Litherum: How Cocoa Apps Are Written

Cocoa is the framework on Mac OS X and iOS that you use if you want to make an app. It serves as a high-level API to anything and everything that you ask the platform to do. If you use Cocoa, then all the code in your app is simply business logic, directing Cocoa to do all the heavy lifting for you.

First off, apps have GUIs. On OS X, you’ve got a Window (or multiple) that display(s) stuff. On iOS, you’ve got the whole screen (which, for the sake of brevity, I’m going to call a Window).

One possible system would be to give the developer a canvas the size of the window and tell him/her to go wild. (This actually seems to be the approach that Wayland uses). However, this doesn’t have the benefit of composability or reusability. Indeed, a better approach would be to section off a portion of the window and deal with that piece in isolation - a sort of mini-window inside the window. (Ironically, Microsoft Windows even uses this terminology somewhat.) Then, we can re-use this mini-window. In order to make these things composable, we could put mini-windows inside mini-windows. That way, we can build large pieces out of a collection of small pieces.

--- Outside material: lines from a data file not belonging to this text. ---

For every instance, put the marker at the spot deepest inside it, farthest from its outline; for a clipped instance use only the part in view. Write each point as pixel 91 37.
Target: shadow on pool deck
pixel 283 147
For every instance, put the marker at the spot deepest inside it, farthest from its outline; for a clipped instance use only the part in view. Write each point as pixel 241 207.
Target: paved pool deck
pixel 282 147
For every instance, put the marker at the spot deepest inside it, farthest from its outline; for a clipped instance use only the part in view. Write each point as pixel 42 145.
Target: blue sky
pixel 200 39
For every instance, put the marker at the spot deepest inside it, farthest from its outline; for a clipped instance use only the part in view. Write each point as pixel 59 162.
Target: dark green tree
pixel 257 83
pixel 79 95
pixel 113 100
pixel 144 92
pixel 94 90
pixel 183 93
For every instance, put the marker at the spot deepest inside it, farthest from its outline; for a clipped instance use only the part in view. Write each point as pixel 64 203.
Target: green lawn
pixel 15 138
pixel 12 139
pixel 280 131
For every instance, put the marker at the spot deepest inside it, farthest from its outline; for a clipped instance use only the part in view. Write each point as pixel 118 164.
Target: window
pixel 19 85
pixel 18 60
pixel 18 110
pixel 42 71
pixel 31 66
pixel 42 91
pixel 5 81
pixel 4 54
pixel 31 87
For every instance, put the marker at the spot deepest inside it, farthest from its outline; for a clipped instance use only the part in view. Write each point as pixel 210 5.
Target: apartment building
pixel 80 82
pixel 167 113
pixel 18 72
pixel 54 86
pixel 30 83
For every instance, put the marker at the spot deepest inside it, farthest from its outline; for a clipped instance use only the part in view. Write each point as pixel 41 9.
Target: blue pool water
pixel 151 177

In Cocoa, these things are called Views. A view is a rectangular portion of the window which contains its own conceptual canvas. Views are arranged in a tree, so you can put Views inside Views - these subviews will appear within the superview. A View can draw into its own canvas, and all drawing operations are clipped to the view’s bounds. Each View has a “frame” attribute, which refers to where it lies within its superview. Also note that Views are drawn in order, so if sibling views that overlap, the last sibling appears on top.

Now, you can create different kinds of Views by subclassing the View class. Apple has actually already done this for many kinds of commonly used Views. For example, if you want to show some text, use a TextView, which has a “string” property. If you want to show an image, use an ImageView, which has an “image” property. Cocoa includes many of these prebuilt View subclasses. Cocoa is also smart enough to realize that when you change the content of one of these built in views, the window is dirty and needs to be repainted, and it handles all of the machinery required to do that. There are also built-in Views, such as StackView, which don’t draw anything themselves, but are simply designed to be a container to position all of their subviews.

You can also create your own custom View by creating a new subclass of View. If you want it to display something within the bounds of your View, override the drawRect: method. In this method, you can use the Cocoa 2D drawing functions such as calling “stroke” on a BezierPath. All 2D drawing APIs use a “context” object, and in Cocoa, the context is stashed in a static variable before drawRect: so the Cocoa drawing functions can interrogate it.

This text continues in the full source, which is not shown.